To estimate the differences in symptoms, prostate volume, and urodynamic variables of symptom-free elderly volunteers, volunteers with lower urinary tract symptoms (LUTS), and urologic patients with LUTS suggestive of benign prostatic hyperplasia.


The study included 14 male volunteers without LUTS, 17 male volunteers with LUTS, and 565 urologic patients with LUTS who met the criteria of the International Consensus Committee on Benign Prostatic Hyperplasia. They were older than 50 years, they voided more than 150 mL during free uroflowmetry, their residual volume and prostate volume were estimated, and their American Urological Association symptom scores were collected. All men were also evaluated by urodynamic studies.

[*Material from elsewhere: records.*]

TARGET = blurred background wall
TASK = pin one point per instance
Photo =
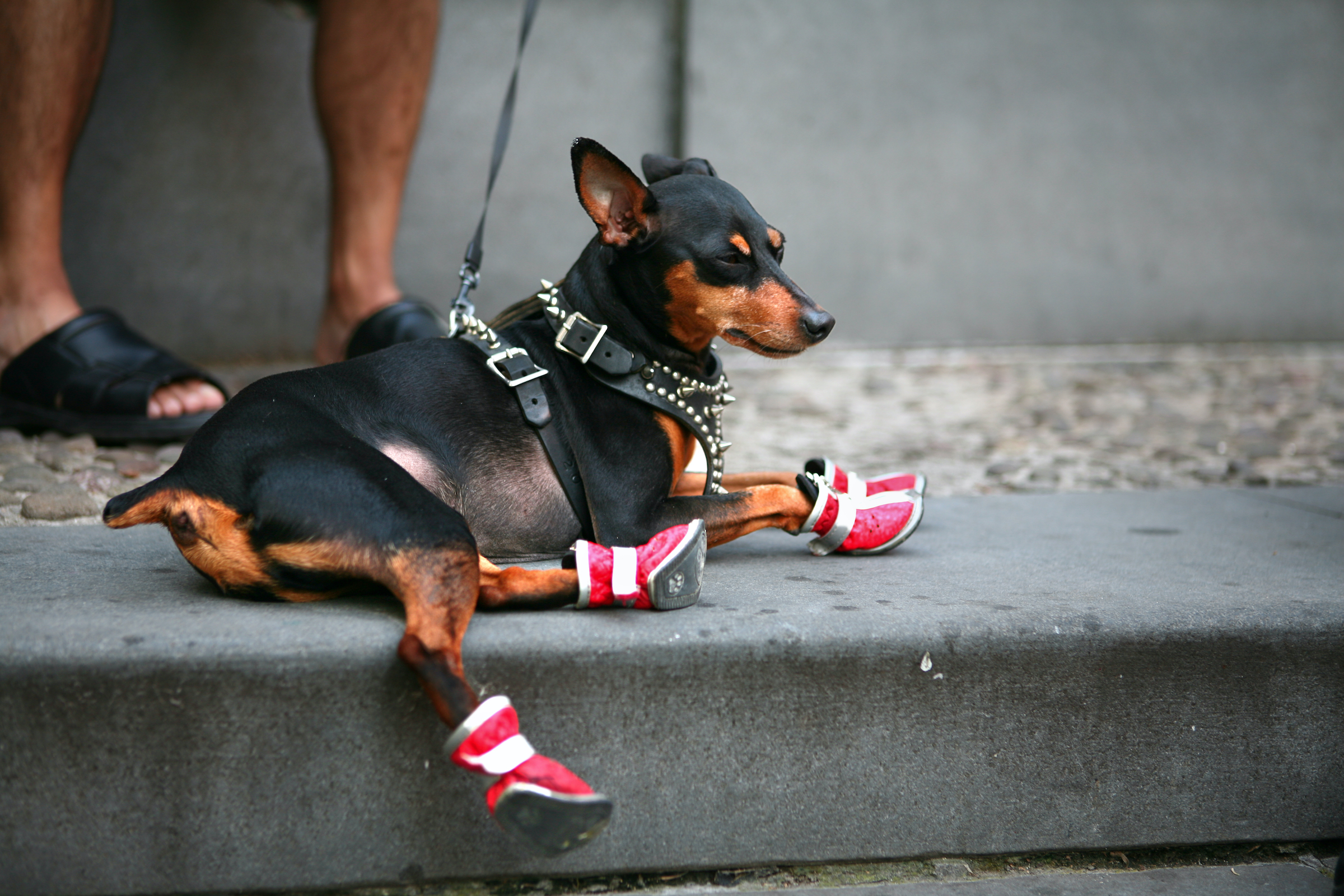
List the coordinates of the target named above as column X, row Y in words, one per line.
column 946, row 171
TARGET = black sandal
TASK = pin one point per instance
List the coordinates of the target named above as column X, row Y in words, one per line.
column 96, row 375
column 402, row 321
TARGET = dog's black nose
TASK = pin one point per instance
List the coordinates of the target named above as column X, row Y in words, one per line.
column 818, row 323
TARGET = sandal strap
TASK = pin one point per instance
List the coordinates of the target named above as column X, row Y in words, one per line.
column 95, row 365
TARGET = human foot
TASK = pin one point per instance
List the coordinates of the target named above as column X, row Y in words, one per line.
column 96, row 375
column 22, row 324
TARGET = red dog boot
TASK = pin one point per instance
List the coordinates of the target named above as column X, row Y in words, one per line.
column 660, row 575
column 855, row 487
column 534, row 799
column 870, row 524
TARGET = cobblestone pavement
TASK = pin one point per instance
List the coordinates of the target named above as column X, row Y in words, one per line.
column 976, row 421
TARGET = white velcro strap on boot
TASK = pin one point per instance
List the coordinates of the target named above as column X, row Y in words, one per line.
column 624, row 566
column 841, row 531
column 857, row 487
column 823, row 491
column 505, row 758
column 585, row 580
column 484, row 712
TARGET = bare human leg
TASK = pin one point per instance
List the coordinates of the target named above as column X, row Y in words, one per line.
column 50, row 55
column 371, row 73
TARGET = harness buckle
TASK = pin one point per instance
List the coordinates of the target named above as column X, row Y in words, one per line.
column 515, row 372
column 580, row 342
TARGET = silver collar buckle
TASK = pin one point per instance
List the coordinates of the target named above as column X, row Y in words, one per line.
column 586, row 336
column 515, row 374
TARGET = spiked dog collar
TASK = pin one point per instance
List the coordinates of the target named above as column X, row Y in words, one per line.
column 697, row 402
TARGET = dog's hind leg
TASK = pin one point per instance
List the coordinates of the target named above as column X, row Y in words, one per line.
column 519, row 589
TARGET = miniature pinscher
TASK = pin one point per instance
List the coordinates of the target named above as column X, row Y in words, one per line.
column 409, row 466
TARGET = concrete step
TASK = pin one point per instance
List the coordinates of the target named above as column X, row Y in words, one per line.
column 1277, row 880
column 1108, row 671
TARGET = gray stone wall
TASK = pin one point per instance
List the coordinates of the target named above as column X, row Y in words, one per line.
column 948, row 171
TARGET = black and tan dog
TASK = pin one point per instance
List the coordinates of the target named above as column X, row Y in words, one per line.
column 409, row 466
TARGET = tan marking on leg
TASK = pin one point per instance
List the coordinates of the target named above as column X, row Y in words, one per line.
column 519, row 587
column 680, row 442
column 781, row 507
column 693, row 484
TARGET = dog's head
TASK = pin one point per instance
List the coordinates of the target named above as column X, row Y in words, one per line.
column 713, row 261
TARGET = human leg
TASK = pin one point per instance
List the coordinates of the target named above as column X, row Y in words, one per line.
column 50, row 55
column 371, row 70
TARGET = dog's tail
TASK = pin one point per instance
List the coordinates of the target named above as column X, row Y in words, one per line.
column 147, row 504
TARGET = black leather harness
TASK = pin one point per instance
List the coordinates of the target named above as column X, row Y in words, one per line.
column 696, row 402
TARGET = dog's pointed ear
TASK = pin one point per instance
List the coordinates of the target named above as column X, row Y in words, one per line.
column 617, row 202
column 659, row 167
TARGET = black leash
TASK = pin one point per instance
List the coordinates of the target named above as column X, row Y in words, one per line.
column 471, row 269
column 510, row 363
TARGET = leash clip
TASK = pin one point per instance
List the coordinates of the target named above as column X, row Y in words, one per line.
column 588, row 334
column 515, row 374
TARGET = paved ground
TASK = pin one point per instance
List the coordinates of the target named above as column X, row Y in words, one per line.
column 976, row 421
column 1273, row 870
column 1030, row 673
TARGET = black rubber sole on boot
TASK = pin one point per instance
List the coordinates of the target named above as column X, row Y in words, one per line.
column 675, row 584
column 552, row 823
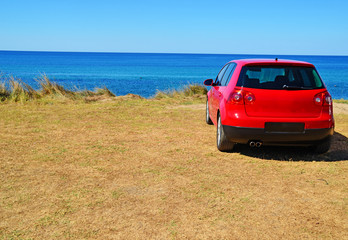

The prostate volume, residual volume, urethral resistance factor, and symptom scores were significantly lower and the maximal free flow rate and effective capacity significantly higher in the symptom-free volunteers than in the volunteers and patients with LUTS. Except for prostate volume, the variables in volunteers with LUTS closely approximated those of the patients with LUTS. The volunteers with LUTS had a smaller prostate volume than did the patients with LUTS. Nevertheless, the maximal free flow rate, symptoms, degree of obstruction, and prevalence of residual volume did not differ between the two groups. Men with an unstable bladder were present in all groups.


Symptom-free volunteers had smaller prostate volumes, less residual volume, lower symptom scores, a lower urethral resistance factor, a higher maximal free flow rate, and a higher effective capacity than those with LUTS. Except for a smaller prostate volume, the findings in the volunteers with LUTS closely approximated those of the urologic patients with LUTS.